Can you reload LXD now:

sudo systemctl reload snap.lxd.daemon

And then restart your containers.

Skyrider · June 17, 2021, 10:39am

Just tried, sorry. Only IPV6 still:

Ips:
eth0: inet6 fd42:78f0:8cd8:9b63:216:3eff:fe69:389b vethfaa4b48f
eth0: inet6 fe80::216:3eff:fe69:389b vethfaa4b48f
eth1: inet6 fd42:78f0:8cd8:9b63:216:3eff:fe93:526c vethc3504a1d
eth1: inet6 fe80::216:3eff:fe93:526c vethc3504a1d
lo: inet 127.0.0.1
lo: inet6 ::1

tomp · June 17, 2021, 10:41am

Can you run dhclient inside your container please

Skyrider · June 17, 2021, 10:47am

Running it doesn’t seem to do anything.
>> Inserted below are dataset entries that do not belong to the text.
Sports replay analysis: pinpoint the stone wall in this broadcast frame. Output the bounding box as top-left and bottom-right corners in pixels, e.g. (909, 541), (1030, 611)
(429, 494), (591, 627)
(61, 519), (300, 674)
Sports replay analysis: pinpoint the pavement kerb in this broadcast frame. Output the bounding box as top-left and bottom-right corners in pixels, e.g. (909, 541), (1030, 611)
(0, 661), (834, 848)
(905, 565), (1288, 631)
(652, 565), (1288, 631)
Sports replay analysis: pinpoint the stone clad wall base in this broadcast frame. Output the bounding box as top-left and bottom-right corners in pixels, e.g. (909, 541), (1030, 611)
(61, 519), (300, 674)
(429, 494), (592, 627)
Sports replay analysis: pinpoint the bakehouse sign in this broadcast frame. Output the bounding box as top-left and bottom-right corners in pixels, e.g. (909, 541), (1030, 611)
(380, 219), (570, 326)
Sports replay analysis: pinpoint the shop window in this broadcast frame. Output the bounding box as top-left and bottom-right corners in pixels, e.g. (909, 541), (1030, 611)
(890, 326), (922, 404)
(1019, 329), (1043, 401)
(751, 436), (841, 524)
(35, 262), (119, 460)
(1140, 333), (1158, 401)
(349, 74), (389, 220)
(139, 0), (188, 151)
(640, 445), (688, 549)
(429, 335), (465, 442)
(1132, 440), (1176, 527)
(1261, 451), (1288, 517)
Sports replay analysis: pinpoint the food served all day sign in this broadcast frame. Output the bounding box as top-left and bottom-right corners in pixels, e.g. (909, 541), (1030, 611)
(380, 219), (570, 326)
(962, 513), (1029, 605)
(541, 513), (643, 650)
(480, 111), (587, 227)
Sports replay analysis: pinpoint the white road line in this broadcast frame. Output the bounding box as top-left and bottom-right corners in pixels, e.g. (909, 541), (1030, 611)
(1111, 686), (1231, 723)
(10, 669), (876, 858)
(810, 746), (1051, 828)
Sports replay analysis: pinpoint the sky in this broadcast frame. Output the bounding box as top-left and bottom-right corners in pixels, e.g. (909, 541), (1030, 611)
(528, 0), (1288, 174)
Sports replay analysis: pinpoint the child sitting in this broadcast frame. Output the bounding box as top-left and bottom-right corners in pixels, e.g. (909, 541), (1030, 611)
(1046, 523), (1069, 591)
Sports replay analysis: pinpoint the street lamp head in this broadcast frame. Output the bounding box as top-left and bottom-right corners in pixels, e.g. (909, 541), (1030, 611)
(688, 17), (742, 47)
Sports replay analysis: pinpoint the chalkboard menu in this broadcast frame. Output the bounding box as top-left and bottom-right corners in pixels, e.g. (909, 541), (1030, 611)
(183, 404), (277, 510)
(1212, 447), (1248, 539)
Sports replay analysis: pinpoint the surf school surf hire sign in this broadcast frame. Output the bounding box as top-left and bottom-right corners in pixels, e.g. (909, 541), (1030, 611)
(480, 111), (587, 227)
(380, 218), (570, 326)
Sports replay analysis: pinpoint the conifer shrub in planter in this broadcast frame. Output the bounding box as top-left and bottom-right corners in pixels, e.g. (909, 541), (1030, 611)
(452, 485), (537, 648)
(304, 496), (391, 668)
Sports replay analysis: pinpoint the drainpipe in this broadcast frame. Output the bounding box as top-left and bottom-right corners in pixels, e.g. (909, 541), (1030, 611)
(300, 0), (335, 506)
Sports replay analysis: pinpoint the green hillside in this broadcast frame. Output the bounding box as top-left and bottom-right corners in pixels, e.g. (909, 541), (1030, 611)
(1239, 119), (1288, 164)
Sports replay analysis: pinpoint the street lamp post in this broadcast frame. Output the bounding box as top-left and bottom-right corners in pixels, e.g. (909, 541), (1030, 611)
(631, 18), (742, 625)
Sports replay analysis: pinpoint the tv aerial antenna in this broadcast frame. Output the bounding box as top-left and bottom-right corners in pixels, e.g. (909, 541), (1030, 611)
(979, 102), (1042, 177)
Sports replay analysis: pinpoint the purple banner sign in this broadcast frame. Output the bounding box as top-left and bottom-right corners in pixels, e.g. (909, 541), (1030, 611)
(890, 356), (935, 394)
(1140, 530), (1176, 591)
It just… “hangs”.

tomp · June 17, 2021, 10:48am

Can you show the output of sudo ss -ulpn on the LXD host please.

Skyrider · June 17, 2021, 10:49am

tomp · June 17, 2021, 10:54am

You have DHCP service listening.

BTW what is lxcbr0 (as opposed to lxdbr0)?

Can you check the output of sudo iptables-save and sudo nft list ruleset to check if a firewall could be blocking it.

Skyrider · June 17, 2021, 10:55am

No idea what lxcbr0 is, haven’t used it and is set as unmanaged.

As for iptables, I’m using UFW.

tomp · June 17, 2021, 10:56am

Well in that case can you kill the dnsmasq process listening on that interface to rule it out. Always best to keep things as simple as possible in my experience.

The output of those commands above please.

Skyrider · June 17, 2021, 11:00am

As for “sudo nft list ruleset” → Command not found.